# Sony announces the FE 135mm F1.8 G Master Prime Lens



## Canon Rumors Guy (Feb 26, 2019)

> Press Release:
> *SAN DIEGO **— **Feb. 26, **2019 **—* Sony Electronics Inc today introduced a highly anticipated addition to their acclaimed G Master series of full-frame E-mount interchangeable lenses – a 135mm F1.8 full-frame, large-aperture telephoto prime lens (model SEL135F18GM).
> Equipped with Sony’s most advanced optical technologies, the new lens is built to meet the extremely high standards of Sony’s G Master series.
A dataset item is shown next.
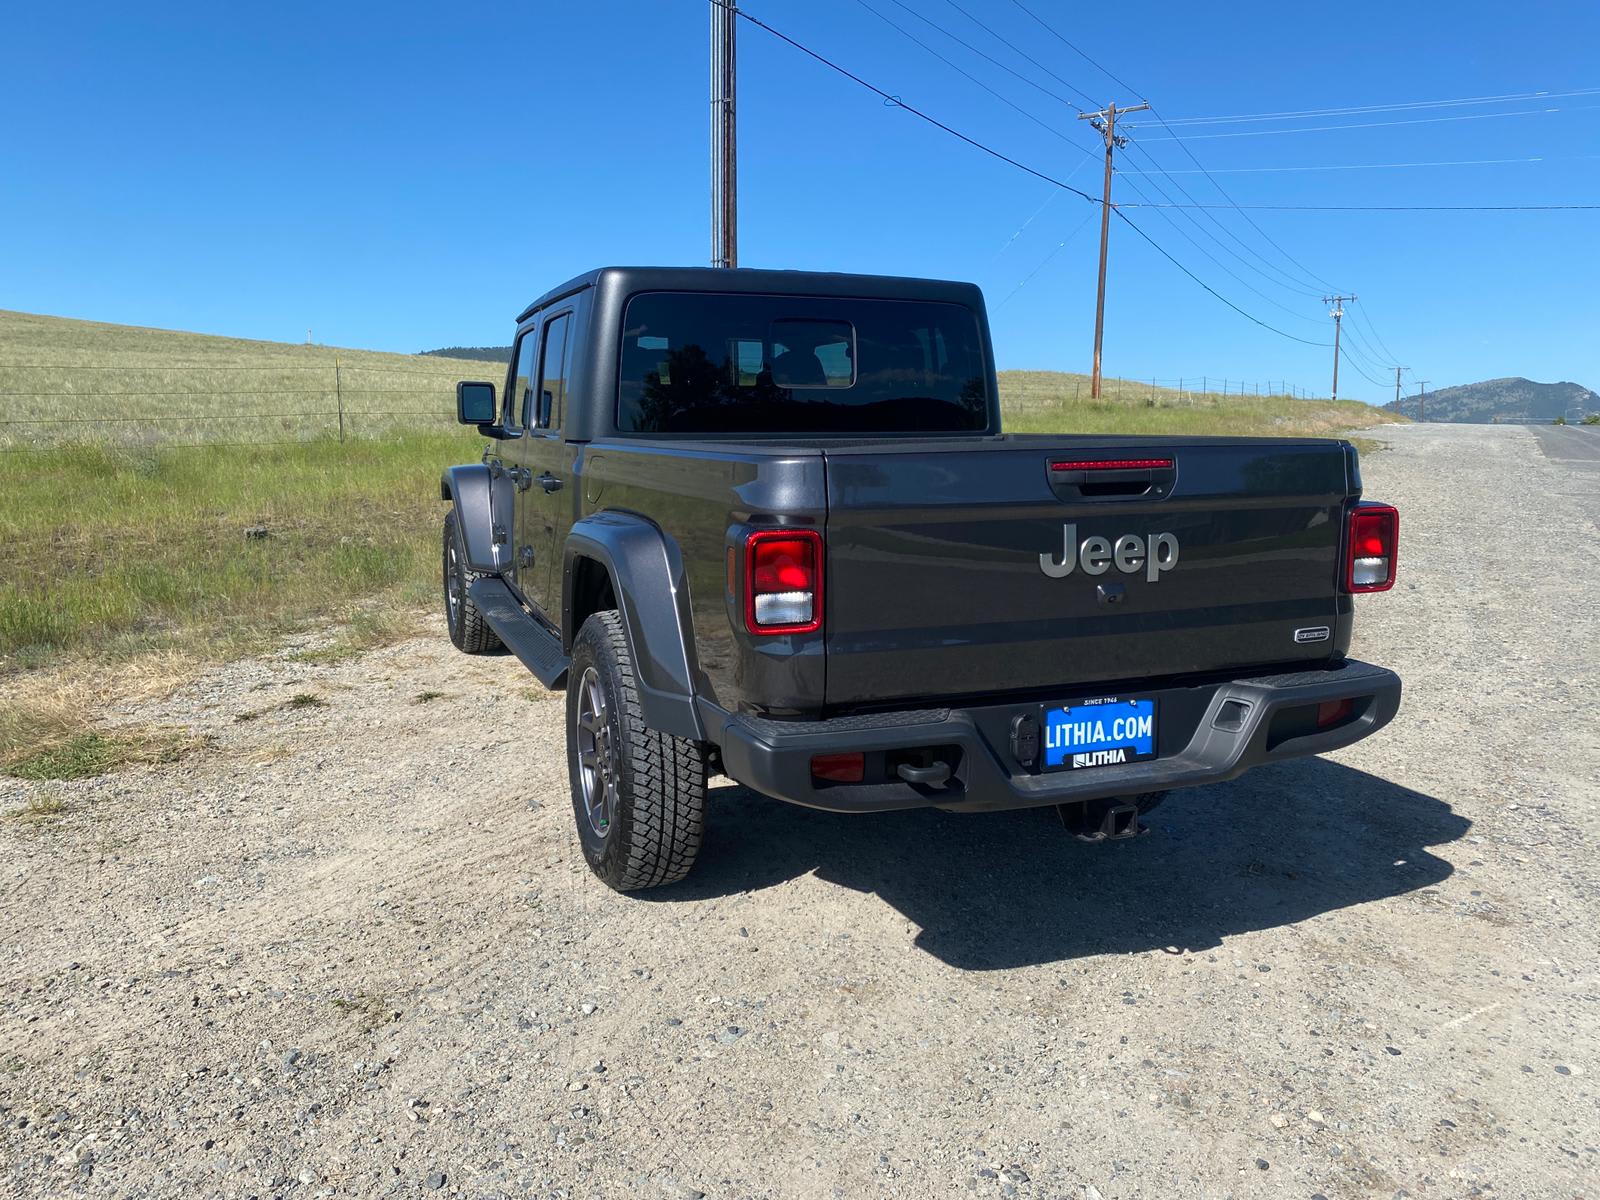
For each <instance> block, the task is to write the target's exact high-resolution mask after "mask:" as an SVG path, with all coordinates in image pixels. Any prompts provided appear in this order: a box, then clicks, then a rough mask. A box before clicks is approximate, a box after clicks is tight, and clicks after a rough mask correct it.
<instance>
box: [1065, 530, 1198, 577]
mask: <svg viewBox="0 0 1600 1200" xmlns="http://www.w3.org/2000/svg"><path fill="white" fill-rule="evenodd" d="M1061 533H1062V538H1061V560H1059V562H1058V560H1056V557H1054V555H1051V554H1042V555H1038V570H1040V571H1043V573H1045V574H1048V576H1050V578H1051V579H1061V578H1064V576H1069V574H1072V571H1074V570H1075V568H1078V566H1082V568H1083V574H1106V571H1109V570H1110V568H1112V566H1114V565H1115V568H1117V570H1118V571H1122V573H1123V574H1136V573H1138V571H1139V570H1141V568H1144V578H1146V579H1147V581H1149V582H1152V584H1154V582H1155V581H1157V579H1160V578H1162V571H1170V570H1173V568H1174V566H1176V565H1178V538H1176V536H1173V534H1170V533H1149V534H1146V536H1144V538H1139V536H1138V534H1134V533H1125V534H1122V536H1120V538H1118V539H1117V541H1115V542H1110V541H1109V539H1106V538H1099V536H1096V538H1085V539H1083V541H1082V542H1078V541H1077V538H1078V526H1077V525H1062V526H1061Z"/></svg>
The new FE 135mm F1.8 GM offers exceptionally high resolution and exquisite bokeh, two qualities that are signature attributes of Sony’s flagship G Master brand. The new lens combines rapid autofocus (AF) acquisition with a lightweight, portable design and a variety of professional functions, making it a versatile, high-performance tool for professional portrait photographers, wedding photographers, sports photographers and a wide variety of imaging enthusiasts.
> 
> “Sony’s commitment to growing our lens lineup remains stronger than ever,”...



Continue reading...


----------



## fox40phil (Feb 28, 2019)

Only ~200g more then the Canon 135 2.0L. Thats nice! But a really high price^^. (ok everything is even more expensive then old stuff)


----------



## sdz (Mar 2, 2019)

fox40phil said:


> Only ~200g more then the Canon 135 2.0L. Thats nice! But a really high price^^. (ok everything is even more expensive then old stuff)


Zeiss Milvus: $2199 cheap!


----------



## Wy Li (Mar 4, 2019)

And people are complaining about the expensive R lenses. Go figure ...

And a f1.8 lens? Canon's now offering f1.2 R lenses. Get with it Sony!


----------